I’m a sucker for a great beginning of a book.
Here is how Kelly Gallagher kicked off his outstanding work Teaching Adolescent Writers:
You’re standing in a large field minding your own business when you hear rumbling sounds in the distance. The sounds begin to intensify, and at first you wonder if it is thunder you hear approaching. Because it’s a beautiful, cloudless day you dismiss this notion. As the rumbling sound grows louder, you begin to see a cloud of dust rising just over the ridge a few yards in front of you. Instantly, you become panicked because at that exact moment it dawns on you that the rumbling you’re hearing is the sound of hundreds of wild bulls stampeding over the ridge. There are hordes of them and they are bearing down right on top of you. They are clearly faster than you and there is no time to escape. What should you do? Survival experts recommend only one of the following actions:
–A) Lying down and curling up, covering your head with your arms.
–B) Running directly at the bulls, screaming wildly and flailing your arms in an attempt to scare them in another direction
–C) Turning and running like heck in the same direction the bulls are running (even though you know you can’t outrun them)

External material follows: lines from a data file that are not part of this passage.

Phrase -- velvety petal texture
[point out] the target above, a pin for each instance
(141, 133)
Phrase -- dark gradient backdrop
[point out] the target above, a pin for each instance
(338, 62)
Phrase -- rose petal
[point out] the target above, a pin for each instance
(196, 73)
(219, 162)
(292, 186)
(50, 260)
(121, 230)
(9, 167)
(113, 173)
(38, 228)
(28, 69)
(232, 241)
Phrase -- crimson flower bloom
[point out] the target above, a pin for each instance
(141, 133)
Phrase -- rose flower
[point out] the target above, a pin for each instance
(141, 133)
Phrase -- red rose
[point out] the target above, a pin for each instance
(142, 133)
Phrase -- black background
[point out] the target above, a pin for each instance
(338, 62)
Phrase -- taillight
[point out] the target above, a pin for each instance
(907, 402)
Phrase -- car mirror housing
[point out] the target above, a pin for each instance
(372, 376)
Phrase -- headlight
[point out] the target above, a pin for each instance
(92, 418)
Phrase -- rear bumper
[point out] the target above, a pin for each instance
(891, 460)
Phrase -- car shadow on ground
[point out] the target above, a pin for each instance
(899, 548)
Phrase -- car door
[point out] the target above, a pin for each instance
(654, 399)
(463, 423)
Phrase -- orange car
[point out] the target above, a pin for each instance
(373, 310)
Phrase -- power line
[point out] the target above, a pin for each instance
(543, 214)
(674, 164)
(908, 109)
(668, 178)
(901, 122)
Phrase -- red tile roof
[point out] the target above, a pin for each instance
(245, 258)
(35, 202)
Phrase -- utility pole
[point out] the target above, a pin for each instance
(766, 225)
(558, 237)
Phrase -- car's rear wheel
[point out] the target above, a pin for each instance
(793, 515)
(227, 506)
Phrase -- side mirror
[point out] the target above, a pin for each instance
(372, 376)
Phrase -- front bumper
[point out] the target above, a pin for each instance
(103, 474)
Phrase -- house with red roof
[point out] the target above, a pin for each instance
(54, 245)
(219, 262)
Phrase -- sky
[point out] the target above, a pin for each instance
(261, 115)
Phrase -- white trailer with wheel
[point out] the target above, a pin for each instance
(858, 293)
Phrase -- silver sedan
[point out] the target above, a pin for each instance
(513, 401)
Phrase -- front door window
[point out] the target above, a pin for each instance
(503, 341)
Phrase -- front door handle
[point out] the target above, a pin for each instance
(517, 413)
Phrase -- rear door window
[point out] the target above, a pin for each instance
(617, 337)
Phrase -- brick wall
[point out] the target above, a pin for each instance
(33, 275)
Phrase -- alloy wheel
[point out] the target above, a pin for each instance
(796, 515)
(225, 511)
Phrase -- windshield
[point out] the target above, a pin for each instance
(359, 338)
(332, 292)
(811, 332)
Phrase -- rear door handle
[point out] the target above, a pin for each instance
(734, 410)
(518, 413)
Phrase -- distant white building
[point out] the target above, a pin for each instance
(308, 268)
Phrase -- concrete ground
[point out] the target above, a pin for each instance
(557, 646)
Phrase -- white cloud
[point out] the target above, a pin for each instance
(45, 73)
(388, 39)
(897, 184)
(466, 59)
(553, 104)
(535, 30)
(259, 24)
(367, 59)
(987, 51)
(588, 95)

–D) Standing completely still; they’ll see you and run around you
–E) Screaming bad words at your parents for insisting on a back-to-nature vacation in Wyoming
Gallagher, who teaches high school in Anaheim, California, says experts recommend C. “Your only option is to run alongside the stampede to avoid being trampled.”
Then, being the consummate teacher, he applies the great attention-grabbing beginning: “My students are threatened by a stampede–a literacy stampede.”